Hojat erzählt schwer verdaubare Geschichten aus seiner Zeit in Deutschland: In das Berliner Hostel, in dem er untergebracht war, kamen Männer, Deutsche, sie nannten die Flüchtlinge „Kinder“. Für 10 Euro oder ein paar Zigaretten hatten sie Sex mit den Minderjährigen. Die Zimmermitbewohner gingen immer freiwillig in andere Räume, wenn „Es“ passierte.

 

Den Besitzer des Hostels scheinen die Reporterinnen nicht mit dem Vorwurf zu konfrontieren, dass er ein Stundenhotel des Kinderstrichs betreibe – zumindest ist im Film keine Reaktion zu sehen. Stattdessen erzählt er, dass es natürlich auch mal Streit gegeben habe, die Flüchtlinge hätten auch mal den Fernseher kaputt gemacht. Aber: „Wir waren froh, dass sie da waren. Haben ja auch gut Geld verdient.“

 

Solche Einblicke in die „Halbwelt“ der unbegleiteten Flüchtlinge sind erschütternd – und die Reporterinnen tragen fleißig Indizien zusammen, treffen Flüchtlinge, versuchen Gerüchten nachzugehen. Doch einen tieferen Einblick, eine detailreich erzählte Geschichte aus der Szene etwa, den bleiben die Reporterinnen schuldig. 

 

Vier Jugendliche sollen sich mit HIV infiziert haben


So bleibt die Spurensuche Stückwerk: Ein örtlicher Café-Besitzer erinnert sich daran, wie ein Freier mit „seinen“ Jugendlichen hier Eis gegessen hätte.
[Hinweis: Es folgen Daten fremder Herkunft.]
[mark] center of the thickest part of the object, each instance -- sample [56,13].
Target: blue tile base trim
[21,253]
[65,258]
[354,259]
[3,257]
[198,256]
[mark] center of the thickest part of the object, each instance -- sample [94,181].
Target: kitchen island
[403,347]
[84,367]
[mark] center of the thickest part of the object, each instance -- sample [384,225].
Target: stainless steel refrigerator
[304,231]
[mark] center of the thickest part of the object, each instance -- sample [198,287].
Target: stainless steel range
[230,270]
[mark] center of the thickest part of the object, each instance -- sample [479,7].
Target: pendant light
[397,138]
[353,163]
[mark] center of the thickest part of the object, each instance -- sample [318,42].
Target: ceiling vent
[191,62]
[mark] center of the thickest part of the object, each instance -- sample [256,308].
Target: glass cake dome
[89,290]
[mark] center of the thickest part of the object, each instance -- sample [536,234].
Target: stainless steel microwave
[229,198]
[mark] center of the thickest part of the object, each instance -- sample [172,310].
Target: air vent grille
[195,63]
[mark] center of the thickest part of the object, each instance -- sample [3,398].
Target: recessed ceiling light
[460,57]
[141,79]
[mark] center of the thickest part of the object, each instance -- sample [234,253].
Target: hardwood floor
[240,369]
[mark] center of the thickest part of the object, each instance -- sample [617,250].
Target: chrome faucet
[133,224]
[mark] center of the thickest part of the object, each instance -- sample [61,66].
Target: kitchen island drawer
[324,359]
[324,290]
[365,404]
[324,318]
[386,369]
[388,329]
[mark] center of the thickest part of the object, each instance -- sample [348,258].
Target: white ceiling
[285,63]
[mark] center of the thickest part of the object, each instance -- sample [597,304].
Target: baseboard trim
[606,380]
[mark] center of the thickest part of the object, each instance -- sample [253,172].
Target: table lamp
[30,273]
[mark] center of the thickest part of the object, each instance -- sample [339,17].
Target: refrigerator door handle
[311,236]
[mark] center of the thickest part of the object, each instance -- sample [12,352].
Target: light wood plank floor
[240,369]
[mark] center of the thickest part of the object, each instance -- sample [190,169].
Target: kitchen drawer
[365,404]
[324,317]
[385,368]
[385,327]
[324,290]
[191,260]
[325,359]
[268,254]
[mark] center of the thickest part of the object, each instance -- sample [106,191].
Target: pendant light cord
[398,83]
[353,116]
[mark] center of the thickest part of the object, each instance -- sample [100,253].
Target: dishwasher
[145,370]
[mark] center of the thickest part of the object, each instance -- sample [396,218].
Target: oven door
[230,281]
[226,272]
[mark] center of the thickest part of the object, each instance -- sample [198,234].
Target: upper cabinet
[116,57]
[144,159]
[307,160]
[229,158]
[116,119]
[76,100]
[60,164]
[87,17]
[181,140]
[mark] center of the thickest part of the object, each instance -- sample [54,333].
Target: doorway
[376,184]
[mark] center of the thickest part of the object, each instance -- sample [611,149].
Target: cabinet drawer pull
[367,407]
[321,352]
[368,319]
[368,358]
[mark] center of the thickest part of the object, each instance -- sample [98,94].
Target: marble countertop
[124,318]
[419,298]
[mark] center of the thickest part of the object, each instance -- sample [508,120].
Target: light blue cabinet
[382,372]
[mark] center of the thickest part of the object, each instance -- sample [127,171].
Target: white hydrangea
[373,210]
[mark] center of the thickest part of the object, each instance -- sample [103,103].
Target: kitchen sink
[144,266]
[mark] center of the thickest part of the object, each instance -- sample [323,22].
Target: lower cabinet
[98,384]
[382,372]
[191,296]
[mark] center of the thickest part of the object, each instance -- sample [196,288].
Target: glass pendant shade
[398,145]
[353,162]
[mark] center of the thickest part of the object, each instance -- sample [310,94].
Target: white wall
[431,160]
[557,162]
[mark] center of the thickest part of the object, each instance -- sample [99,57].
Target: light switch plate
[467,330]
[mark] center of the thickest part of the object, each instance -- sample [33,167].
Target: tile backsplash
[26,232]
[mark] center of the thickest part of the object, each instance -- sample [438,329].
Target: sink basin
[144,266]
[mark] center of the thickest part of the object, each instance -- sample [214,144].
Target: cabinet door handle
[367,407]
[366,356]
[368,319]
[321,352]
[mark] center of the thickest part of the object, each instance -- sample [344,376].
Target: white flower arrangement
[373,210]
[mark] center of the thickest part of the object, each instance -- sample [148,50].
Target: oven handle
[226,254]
Ein Iraner wird im Film selber als Stricher bezeichnet, erzählt aber nur davon, wie sich andere junge Afghanen, Bulgaren, Iraner verkaufen.

 

Der oben genannte Mann, der sich Heroin gespritzt hatte, erzählt von minderjährigen Flüchtlingen, nennt sogar Namen: „Sie hatten kein Geld, haben sich hier verkauft, und jetzt haben vier von ihnen Aids.“

 

So tief die Journalistinnen versuchen, in diese Halbwelt vorzustoßen; hier tut sich scheinbar eine Mauer auf, hinter die nur schwer zu schauen ist. Dazu haben die Reporterinnen damit zu kämpfen, dass die Behörden nicht vor der Kamera Stellung beziehen. Auch die Polizei äußert sich lediglich schriftlich. 

 

Über Facebook finden sie Mubarak


Amiri und Tillack suchen dennoch weiter nach Mubarak. Über eine Facebook-Seite finden sie ihn, er sei mittlerweile in Frankreich. Er wolle nach England, um ein wenig Geld für seine Familie zu verdienen, vielleicht danach studieren zu können. Deutschland habe ihm auf dem Weg zu diesem Ziel nichts gebracht.

 

Obwohl Mubarak mehrmals kontrolliert worden sei, habe er keine Fingerabdrücke abgeben müssen, nicht in Deutschland, nicht in Frankreich. So erklärt es sich, warum in Bautzen immer noch sein durchgestrichenes Passfoto hängt – obwohl Mubarak in einer Flüchtlingsunterkunft in Frankreich lebt.

 

Die Reporterinnen schaffen es, mit ihrem Film ein beklemmendes Schlaglicht auf die Situation unbegleiteter minderjähriger Flüchtlinge zu werfen – und offensichtliche Missstände aufzuzeigen. So werden die Flüchtlinge laut Berliner Senat rund um die Uhr pädagogisch betreut. Der Film zeigt jedoch eine andere Realität: Die Betreuer hätten oft auf ihren Zimmern gesessen, sagt der Hostel-Besitzer. Und Hojat berichtet davon, wie er nächtelang um die Häuser ziehen konnte, ohne dass es jemandem auffiel.